Tuesday 20 September 2016

On the beach

I survived the first full week of teaching at The Institute. Early last week I remarked how a new timetable has scuppered my chance of hanging out with the ancients of Tramore each Monday afternoon. Monday looks to be busy but Wednesday is bonkers: wall-to-wall classes with no gap for lunch. That's okay with me, food at lunchtime tends to put me to sleep in the afternoon. But the maths of 18 contact hours in a 40 hour/9-5/M-F week means that if things are frantic on two days, there must be slack water elsewhere. Turns out that I have only one class on Fridays: 0900hrs Year 1 quantitative methods = QM1A = remedial maths. Now, a glass half empty sort of guy might crib about that and lament the fact that it scuppers a 3 day weekend but Dr Positive thinks it's fine. The weekend before last, I was down in Cork, and so missed the window for mowing our scrap of lawn down on the Waterford coast but did get a chance for a quick tramp along the beach at Benvoy to break the journey between Cork and Tramore. Win!
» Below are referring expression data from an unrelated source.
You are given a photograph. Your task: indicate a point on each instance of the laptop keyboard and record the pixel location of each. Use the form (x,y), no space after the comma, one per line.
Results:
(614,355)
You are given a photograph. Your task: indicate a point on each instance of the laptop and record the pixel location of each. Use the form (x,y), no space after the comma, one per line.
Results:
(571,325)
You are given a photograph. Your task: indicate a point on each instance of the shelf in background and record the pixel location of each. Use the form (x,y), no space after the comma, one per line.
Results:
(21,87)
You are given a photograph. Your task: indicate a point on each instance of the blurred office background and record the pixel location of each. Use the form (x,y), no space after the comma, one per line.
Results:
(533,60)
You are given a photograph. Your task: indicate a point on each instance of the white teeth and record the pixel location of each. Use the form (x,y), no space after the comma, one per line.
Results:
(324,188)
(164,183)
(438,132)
I found a serviceable plastic fish-box at the tide line after a day of fresh on-shore winds.

Time and tide and growing grass wait for no man; and if you let things slide for more than two weeks, then mowing the lawn gets to be a real chore rather than a bit of light whole body exercise that leaves things tidier than before. Checking the weather forecast [sunny spells, no rain] and the tide-times [Low tide Dunmore East 1210hrs] the night before practically forced me to mitch off after class and head South. Accordingly, I loaded the lawn-mower into the Little Red Yaris before I left for work.
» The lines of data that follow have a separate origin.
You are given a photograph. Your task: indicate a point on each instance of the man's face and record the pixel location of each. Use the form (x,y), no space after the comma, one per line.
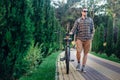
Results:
(84,12)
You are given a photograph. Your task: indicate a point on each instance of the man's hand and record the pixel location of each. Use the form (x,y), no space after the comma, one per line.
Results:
(71,33)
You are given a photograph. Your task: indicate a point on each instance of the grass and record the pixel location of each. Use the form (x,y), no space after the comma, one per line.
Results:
(46,70)
(103,55)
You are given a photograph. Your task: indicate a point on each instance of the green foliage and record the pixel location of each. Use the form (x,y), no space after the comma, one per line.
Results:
(34,56)
(21,24)
(46,70)
(117,46)
(109,38)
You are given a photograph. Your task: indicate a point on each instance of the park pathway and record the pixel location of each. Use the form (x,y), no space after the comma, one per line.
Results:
(96,69)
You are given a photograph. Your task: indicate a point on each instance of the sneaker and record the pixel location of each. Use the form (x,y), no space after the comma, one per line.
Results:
(78,67)
(83,69)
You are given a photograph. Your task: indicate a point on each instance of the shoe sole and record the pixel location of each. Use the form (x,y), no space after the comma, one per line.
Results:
(83,71)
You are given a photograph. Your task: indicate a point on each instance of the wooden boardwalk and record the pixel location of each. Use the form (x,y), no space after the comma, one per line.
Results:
(96,69)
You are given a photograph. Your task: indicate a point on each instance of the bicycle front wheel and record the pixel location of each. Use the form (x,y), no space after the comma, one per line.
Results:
(67,59)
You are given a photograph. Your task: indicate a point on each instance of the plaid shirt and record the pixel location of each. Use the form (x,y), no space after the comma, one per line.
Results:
(84,28)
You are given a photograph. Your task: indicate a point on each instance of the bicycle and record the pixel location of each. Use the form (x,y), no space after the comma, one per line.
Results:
(67,51)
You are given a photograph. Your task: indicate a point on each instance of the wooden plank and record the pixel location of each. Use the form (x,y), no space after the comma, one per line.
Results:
(107,61)
(103,70)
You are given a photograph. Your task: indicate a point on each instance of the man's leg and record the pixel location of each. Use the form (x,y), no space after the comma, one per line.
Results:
(78,54)
(87,47)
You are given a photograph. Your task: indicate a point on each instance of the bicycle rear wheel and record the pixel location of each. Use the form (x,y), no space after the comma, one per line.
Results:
(67,59)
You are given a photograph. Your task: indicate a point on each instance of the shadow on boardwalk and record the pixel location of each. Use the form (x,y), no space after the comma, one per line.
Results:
(96,69)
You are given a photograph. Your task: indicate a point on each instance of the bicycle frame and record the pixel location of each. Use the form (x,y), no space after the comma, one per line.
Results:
(67,52)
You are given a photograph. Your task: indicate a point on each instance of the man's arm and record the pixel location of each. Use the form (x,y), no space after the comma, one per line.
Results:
(74,27)
(93,29)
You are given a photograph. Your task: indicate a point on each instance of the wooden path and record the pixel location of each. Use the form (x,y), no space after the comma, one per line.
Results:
(96,69)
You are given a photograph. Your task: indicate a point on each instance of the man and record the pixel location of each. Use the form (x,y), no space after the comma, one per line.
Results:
(84,29)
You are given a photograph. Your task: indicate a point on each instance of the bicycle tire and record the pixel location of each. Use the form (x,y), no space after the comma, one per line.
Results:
(67,59)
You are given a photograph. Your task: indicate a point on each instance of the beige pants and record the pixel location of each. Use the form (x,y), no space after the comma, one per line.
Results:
(85,46)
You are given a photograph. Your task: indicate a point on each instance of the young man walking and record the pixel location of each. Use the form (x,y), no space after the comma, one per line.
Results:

The timing was perfick, I unloaded the mower as the tide turned and was 8km along the coast at Annestown 12 minutes later. At Annestown, as for a lot of the much indented and heart-stoppingly beautiful Waterford coast, low tide is the key. For a couple of hours, twice a day, you can scramble round the headland at the East end of the beach-with-car-park and have a great sweep of strand all to yourself. As I came round the headland, a watery autumnal sun started to warm my shoulders and my spirits soared. With a job; the full use of my legs; free; warm; a cheese sandwich in my pocket for lunch; boundless and bare, the lone and level sands stretching far away; who wouldn't be happy?  I tried to recall the lines:
But to be young was very heaven!
But Willie Wordsworth was wrong, dawn is greatly over-rated on the bliss-side which is often cold and dewy-damp and I can no longer pass for young. But who'd be young again? When I was young I was ignorant, unappreciative, in a hormonal turmoil, and my hair was far too long - eeeuuuw.

On the beach, I felt like all of the kids in e.e.cummings poem rolled into one:
went down to the beach(to play one day)
and maggie discovered a shell that sang
so sweetly she couldn’t remember her troubles,and
milly befriended a stranded star
whose rays five languid fingers were;
and molly was chased by a horrible thing 
which raced sideways while blowing bubbles:and
may came home with a smooth round stone 
as small as a world and as large as alone.
For whatever we lose (like a you or a me) 
it’s always ourselves we find in the sea

It wasn't On The Beach by Nevil Shute, or anything like it. I read that book when I was 12 or 13 with almost as much care and attention as I devoured The Day of the Triffids [prev]. Triffids is a book that forces a consideration of what is essential in life and which of the planet-wasting things in the shops can be done without. Beach, set in a doomed Australia after a universally fatal Northern Nuclear war, is about having no regrets about a previously wasted life. In one scene towards The End, as the fallout sweeps remorselessly South to engulf them, they hold a final Grand Prix motor race.  The competitors have each managed to save a 25 lt drum of petrol to fuel their last race on earth. With nothing to lose, there are several fatalities. When/if we arrive in a bleak future full of privation, and short on food, I don't want to think about the half-eaten pizza that got thrown in the bin because we'd over-catered again. I don't want to regret buying tawdry knickknacks, plastic bottles and single-use kitchen gadgets. To avoid this future regret, I now make a point of eating food that is edible if not pretty; I don't mind sharing a lettuce leaf with caterpillars. I don't eat caterpillars . . . yet . . . but I don't bin a leaf because it's got a ragged hole in it.

Finally and more positively, I'll add that my couple of hours on the beach  - after Annestown, I trotted along Benvoy and then Knockmahon looking for a smooth round stone or two - were more richly appreciated because, by one accounting, I should have been by my desk at work in The Institute. It had, in Yevgeny Yevtushenko's evocative phrase, the taste of not bought but stolen apples. After the beach, the lawn; which looked much tidier after I'd given it an hour-long short-back-and-sides. The crab-apples are as red as plums, they'll be ready to pick in a week. Life is good.